Paul Krugman and Megan McArdle both point to this chart today:

What you’re looking at here is the plight of the long term unemployed in the wake of the Great Recession. If you look at the economy before the recession (the blue line), it works pretty much as you think it would: as the number of job openings goes up, the long term unemployment rate goes down. But then the crisis happened, and now we’re in a Bizarro world where the long term unemployment rate goes up even as the number of job openings increases.

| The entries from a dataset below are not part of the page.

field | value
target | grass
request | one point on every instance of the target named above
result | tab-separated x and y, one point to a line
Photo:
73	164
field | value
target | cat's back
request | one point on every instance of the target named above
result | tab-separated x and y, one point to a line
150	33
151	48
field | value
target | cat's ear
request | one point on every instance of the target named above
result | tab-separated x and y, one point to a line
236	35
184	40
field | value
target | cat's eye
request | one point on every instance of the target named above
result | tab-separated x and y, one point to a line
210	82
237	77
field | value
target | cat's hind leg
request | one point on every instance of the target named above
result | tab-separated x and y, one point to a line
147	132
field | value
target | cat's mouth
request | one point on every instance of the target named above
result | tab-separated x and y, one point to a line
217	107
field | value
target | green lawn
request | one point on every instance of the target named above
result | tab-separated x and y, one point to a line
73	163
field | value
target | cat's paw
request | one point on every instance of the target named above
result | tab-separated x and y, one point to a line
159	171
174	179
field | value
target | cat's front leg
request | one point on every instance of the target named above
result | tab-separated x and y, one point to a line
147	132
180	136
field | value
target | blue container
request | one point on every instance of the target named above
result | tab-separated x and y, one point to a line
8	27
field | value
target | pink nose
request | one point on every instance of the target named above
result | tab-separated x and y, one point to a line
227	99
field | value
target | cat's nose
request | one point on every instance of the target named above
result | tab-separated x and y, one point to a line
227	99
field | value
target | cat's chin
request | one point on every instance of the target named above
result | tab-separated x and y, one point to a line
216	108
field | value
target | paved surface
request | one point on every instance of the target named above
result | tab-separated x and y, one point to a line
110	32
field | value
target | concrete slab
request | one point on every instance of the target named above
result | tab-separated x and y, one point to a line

It’s worth looking at this chart in the context of one which might be more familiar:

What you’re looking at here is initial claims for unemployment (the blue line) and the unemployment rate (the red line); both are rebased to 100 at the end of 2007. You can see that initial claims have historically been a very good leading indicator when it comes to the unemployment rate. And that’s perfectly intuitive: if the number of people newly claiming unemployment each week is going down, you’d expect the overall unemployment rate to follow.

But there’s something worrying about this chart: although the unemployment rate is indeed coming down, it’s not coming down as fast as you’d expect it to, given the sharp drop in initial unemployment claims. In other words, people aren’t becoming newly unemployed, but the unemployment rate is still staying stubbornly high. Which is another way of saying that this time around, the long-term unemployed are finding it particularly difficult to get back to work.

I decided to put together the exact same chart, only instead of using the overall unemployment rate, I’d look at just the long-term unemployment rate — the proportion of people who have been unemployed for more than 27 weeks. This is what I found:

The blue line, in this chart, is exactly the same as the blue line in the chart above it. But the red line is long term unemployment — which is at massively unprecedented levels.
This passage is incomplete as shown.